The resident is at his side and cleaning up; he can’t hide his tears. Abaitua comforts him—the death rate in cases of vasa previa is very high, between sixty and ninety percent. It’s never diagnosed until afterward. That’s the way it is. The young guy knows that. “If you’d been there when she was admitted, it wouldn’t have died,” he says. It’s half criticism, half praise.
He remembers the first time he ever lost a life. Many years ago. He never thought it would happen, and nobody ever prepared him for it. He had to learn it for himself. That’s what’s happens with all of the most important things in life—how to find love, how to face up to death—and everybody seems to accept that that’s the way it is.
Arrese shoves open the door, and it swings back and forth for a long time. It’s a habit that drives Abaitua up the wall, even more so now, when he’s just told a stretcher-bearer to please respect the tranquility befitting of the setting. Arrese wants to know what’s happened to make the man in the waiting room so shaken up, and Abaitua feels a trace of satisfaction when he tells him. A vasa previa we got to too late.

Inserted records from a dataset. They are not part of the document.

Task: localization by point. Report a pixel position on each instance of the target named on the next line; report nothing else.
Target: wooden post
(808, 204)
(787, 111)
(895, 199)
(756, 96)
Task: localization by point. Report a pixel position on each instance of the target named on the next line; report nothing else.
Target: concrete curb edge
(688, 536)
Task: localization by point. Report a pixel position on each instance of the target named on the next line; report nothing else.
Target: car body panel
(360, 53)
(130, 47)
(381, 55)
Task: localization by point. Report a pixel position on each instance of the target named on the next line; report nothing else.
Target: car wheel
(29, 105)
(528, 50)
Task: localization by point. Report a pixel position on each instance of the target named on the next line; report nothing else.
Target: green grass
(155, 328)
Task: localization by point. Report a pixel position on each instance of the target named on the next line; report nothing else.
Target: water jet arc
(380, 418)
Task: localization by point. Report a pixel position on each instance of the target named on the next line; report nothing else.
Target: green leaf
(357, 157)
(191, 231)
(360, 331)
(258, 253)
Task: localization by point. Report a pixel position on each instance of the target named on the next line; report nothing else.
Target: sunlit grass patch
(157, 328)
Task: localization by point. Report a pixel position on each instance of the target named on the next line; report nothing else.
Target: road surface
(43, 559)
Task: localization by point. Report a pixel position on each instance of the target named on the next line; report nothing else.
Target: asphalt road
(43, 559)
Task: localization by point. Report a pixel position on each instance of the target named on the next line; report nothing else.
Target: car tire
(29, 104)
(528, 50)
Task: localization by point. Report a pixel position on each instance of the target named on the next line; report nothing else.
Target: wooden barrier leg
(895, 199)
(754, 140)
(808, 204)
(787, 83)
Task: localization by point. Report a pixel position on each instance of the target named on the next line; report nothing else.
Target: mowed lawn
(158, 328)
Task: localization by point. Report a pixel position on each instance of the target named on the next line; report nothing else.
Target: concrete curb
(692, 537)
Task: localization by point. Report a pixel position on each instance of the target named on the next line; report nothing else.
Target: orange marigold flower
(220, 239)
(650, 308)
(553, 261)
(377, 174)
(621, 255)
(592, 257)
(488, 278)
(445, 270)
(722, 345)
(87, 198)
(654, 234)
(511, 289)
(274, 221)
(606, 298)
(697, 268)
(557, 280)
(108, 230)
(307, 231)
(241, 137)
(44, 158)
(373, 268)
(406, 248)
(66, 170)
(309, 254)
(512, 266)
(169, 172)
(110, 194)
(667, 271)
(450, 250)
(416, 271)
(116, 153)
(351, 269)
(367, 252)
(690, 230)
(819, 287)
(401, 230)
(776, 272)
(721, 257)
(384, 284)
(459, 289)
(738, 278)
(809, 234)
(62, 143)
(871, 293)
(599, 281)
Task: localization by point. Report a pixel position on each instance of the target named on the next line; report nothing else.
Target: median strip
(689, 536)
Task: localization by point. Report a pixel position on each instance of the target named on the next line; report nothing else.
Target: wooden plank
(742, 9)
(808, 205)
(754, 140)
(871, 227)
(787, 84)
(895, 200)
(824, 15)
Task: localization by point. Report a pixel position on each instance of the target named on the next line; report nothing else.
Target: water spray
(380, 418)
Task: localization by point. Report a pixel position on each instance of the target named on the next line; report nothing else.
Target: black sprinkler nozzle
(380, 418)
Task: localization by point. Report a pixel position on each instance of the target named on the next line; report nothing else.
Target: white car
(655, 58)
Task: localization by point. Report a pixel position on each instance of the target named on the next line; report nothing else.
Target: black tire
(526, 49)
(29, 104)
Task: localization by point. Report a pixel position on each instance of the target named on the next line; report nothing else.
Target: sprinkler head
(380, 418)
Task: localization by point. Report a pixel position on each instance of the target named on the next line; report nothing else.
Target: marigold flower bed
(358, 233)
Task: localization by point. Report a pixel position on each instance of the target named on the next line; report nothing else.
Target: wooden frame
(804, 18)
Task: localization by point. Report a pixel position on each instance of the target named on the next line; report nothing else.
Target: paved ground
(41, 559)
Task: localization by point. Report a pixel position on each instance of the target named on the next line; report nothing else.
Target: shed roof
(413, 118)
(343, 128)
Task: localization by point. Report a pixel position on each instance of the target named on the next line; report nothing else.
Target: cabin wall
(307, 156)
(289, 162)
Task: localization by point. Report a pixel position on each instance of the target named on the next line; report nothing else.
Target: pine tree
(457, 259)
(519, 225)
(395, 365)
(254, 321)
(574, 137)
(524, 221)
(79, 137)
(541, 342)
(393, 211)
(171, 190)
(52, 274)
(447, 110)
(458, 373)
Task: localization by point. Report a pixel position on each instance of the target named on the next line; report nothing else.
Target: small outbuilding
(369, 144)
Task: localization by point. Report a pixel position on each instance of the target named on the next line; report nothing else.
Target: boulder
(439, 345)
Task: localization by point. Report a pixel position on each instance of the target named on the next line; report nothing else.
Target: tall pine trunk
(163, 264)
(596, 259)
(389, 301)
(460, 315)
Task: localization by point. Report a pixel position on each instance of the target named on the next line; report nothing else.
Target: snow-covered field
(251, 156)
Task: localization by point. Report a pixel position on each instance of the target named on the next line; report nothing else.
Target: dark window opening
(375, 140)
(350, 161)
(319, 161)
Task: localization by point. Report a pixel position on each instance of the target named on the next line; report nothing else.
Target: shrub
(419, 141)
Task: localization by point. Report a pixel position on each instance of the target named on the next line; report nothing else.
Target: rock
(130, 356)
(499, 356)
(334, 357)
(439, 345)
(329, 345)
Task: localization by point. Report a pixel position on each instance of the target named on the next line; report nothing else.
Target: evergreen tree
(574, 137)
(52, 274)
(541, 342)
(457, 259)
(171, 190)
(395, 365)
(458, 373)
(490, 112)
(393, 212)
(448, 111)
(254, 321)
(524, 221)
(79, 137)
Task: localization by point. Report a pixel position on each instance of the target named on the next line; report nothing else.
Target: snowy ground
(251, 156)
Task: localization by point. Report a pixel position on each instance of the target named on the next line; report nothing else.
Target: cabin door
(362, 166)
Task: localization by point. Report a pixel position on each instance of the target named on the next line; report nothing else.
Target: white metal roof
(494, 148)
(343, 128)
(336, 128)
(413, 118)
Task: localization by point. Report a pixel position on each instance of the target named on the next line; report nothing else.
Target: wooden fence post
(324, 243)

Arrese’s expression doesn’t change. He shrugs.
“Shit happens.”
“Somebody’s going to have to tell the father.”
There are o
nly two residents remaining, the rest have all left at some point—the chubby neonatologist resident, who’d been there shortly before, isn’t there any more—and they both take a step backward instinctively. The anesthesiologist and two nurses are looking after the mother in silence, and another nurse is gently cleaning the dead baby. Abaitua knows that in the end, he’ll be the one who has to tell the father, but he doesn’t think it fair to accept that fact right away, just like that. He isn’t to blame. He’s about to say that his myomectomy patient has been waiting for him for a long time now, when the supervisor comes in. The father’s kicking up a real fuss, and they can’t calm him down. The supervisor, too, is highly agitated, beside herself, and Arrese asks her to calm down. He orders her to calm down. “Calma al pueblo” is what he says—let there be peace. Abaitua is certain about what Arrese is going to tell them. He’s going to repeat once more the recommendation given to him by his professor of obstetrics at Zaragoza for this type of situation. And Abaitua is right, that’s just what he does. If a child dies in birth and, consequently, the father shows signs of getting overexcited, the thing to do is to tell him, with all the seriousness one would expect from such circumstances, that they’ve done everything humanly possible to save the baby’s life but, unfortunately, they haven’t managed to, and that now it’s the mother’s life that’s at risk and so they would like him to settle down, to let the doctors and nurses get on with their work, and if he is a believer, he should pray for science to achieve a miracle with God’s help.
“Mano de santo,” he says—hand to God, it works. And he mimes washing his hands. Fortunately, nobody laughs. Without waiting any longer, Abaitua says that he’ll tell the father.
Stick to the truth and admit mistakes, if there are any. When you behave like that and share people’s pain, they understand and forgive. He thinks that’s what the residents should be told. He asks the young guy from Otzeta if he’s up to speaking to the father, and he nods in reply.